Alvaro Pascual-Leone
Professor of Neurology
Beth Israel Deaconess Medical Center
Pascual-Leone’s research aims at understanding the mechanisms that
control brain plasticity across the life span. Pascual-Leone
combines various brain
imaging and brain stimulation methodologies to establish
a causal relationship and a precise chronometry between regional brain activation
and behavior.
He uses noninvasive brain stimulation techniques to modulate
brain plasticity, suppressing some changes and enhancing others,
to gain
a
clinical benefit
and behavioral advantage for individual patients. Such
noninvasive approaches can lead to clinically relevant therapeutic effects
in
neuropsychiatry and
neurorehabilitation, and serve as proof-of-principle
prior to more invasive neuromodulatory interventions.
Charles Serhan
Professor of Oral Medicine,
Infection, and Immunity
Harvard School of Dental Medicine
Serhan’s research centers on structural elucidation of novel bioactive
chemical mediators and regulation of the acute inflammatory
response. His recent research efforts have uncovered three new families
of lipid mediators—resolvins,
protectins, and neuroprotectins—that are biosynthesized
in vivo and act as endogenous anti-inflammatory chemical
mediators as well as novel proresolving
mediators. At HSDM, he will focus on mapping the resolution
pathways critical in inflammation and specifically in
the resolution of oral inflammation. His
goal is to map the unique molecular terrain in active
resolution to provide new directions for the clinical
management of oral inflammation and related
inflammatory disorders.
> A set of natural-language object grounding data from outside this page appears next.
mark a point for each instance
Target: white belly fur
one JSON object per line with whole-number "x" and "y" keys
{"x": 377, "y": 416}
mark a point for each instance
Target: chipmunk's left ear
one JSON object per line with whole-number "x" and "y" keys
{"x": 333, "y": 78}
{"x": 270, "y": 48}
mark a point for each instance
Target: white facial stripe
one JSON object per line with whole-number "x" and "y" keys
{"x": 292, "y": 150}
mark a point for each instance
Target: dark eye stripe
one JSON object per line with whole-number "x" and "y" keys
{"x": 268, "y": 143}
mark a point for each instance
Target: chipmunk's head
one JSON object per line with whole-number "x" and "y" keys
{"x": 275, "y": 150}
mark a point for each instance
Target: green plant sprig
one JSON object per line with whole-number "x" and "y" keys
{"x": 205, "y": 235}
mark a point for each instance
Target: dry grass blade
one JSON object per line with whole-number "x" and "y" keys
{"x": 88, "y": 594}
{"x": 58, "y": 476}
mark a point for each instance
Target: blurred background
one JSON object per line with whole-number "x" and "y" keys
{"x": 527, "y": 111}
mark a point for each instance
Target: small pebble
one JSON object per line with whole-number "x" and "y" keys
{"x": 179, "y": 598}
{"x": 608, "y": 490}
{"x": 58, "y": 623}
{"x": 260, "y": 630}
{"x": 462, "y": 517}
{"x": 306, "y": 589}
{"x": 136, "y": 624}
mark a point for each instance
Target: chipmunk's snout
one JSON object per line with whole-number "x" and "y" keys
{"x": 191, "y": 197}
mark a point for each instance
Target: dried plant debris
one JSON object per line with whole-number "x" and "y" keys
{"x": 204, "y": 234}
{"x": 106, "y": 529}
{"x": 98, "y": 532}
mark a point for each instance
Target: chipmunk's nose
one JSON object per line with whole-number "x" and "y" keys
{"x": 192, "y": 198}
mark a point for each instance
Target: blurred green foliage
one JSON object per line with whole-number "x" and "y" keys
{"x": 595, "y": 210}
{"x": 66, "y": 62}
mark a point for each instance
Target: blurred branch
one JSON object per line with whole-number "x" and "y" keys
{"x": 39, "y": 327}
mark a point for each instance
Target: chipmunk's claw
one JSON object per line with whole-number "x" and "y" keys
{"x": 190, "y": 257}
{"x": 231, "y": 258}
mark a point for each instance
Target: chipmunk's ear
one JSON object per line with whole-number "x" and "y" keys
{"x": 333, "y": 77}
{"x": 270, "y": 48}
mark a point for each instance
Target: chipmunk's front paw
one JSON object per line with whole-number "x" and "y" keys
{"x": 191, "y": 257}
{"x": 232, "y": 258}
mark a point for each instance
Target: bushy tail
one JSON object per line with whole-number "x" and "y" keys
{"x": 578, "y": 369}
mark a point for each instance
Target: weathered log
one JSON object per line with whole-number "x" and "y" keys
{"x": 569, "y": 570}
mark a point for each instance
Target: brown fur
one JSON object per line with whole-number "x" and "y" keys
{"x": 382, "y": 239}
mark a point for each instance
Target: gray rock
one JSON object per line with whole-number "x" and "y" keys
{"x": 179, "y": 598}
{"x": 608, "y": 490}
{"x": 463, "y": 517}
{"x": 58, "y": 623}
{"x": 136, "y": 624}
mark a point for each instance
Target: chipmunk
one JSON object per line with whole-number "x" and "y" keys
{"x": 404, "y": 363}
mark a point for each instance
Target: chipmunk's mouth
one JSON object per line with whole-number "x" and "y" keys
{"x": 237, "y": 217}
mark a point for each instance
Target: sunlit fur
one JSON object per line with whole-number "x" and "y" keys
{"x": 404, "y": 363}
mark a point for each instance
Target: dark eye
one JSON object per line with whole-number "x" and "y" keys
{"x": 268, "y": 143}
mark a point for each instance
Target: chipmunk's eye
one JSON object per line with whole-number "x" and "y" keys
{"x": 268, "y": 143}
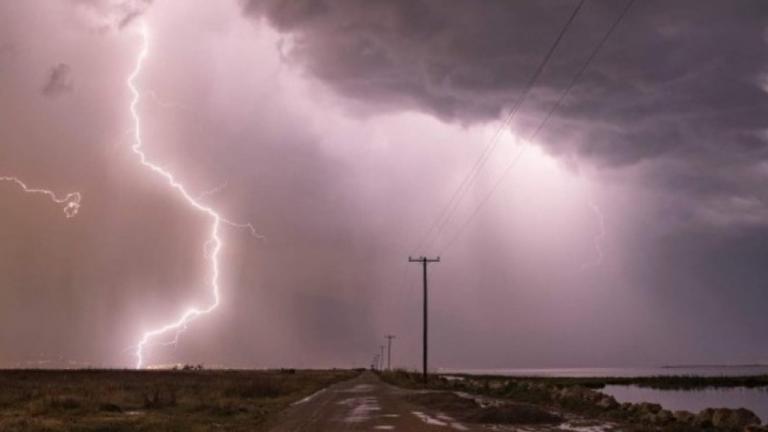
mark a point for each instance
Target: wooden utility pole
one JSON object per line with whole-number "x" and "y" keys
{"x": 424, "y": 261}
{"x": 389, "y": 350}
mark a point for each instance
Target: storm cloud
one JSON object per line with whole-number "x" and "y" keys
{"x": 679, "y": 89}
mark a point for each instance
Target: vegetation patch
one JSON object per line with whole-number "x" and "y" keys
{"x": 190, "y": 400}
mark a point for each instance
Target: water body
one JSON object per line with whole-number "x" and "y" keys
{"x": 753, "y": 399}
{"x": 703, "y": 371}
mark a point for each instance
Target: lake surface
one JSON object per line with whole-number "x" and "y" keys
{"x": 705, "y": 371}
{"x": 755, "y": 400}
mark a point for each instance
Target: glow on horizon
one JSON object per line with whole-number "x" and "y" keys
{"x": 213, "y": 245}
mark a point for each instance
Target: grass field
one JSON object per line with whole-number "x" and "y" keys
{"x": 112, "y": 400}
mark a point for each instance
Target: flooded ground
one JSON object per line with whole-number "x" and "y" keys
{"x": 753, "y": 399}
{"x": 703, "y": 371}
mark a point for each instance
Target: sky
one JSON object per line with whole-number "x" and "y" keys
{"x": 609, "y": 212}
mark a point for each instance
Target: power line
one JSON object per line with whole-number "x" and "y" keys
{"x": 541, "y": 125}
{"x": 446, "y": 213}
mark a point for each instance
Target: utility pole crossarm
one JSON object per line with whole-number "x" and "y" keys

Serhan is also the Simon Gelman
professor of anesthesia at Brigham and Women’s Hospital.
Bruce
Yankner
Professor of Pathology
Harvard Medical School
Bruce Yankner is the co-director of the new Glenn Aging
Laboratories. He is also the director of the training
program in neurodegeneration
at HMS.
His research involves molecular, cellular, and genomic
approaches to understanding the aging of the brain,
and the interface
of aging with
the pathogenesis
of neurodegenerative diseases, particularly Alzheimer’s and Parkinson’s.
Yankner is also an HMS professor of neurology.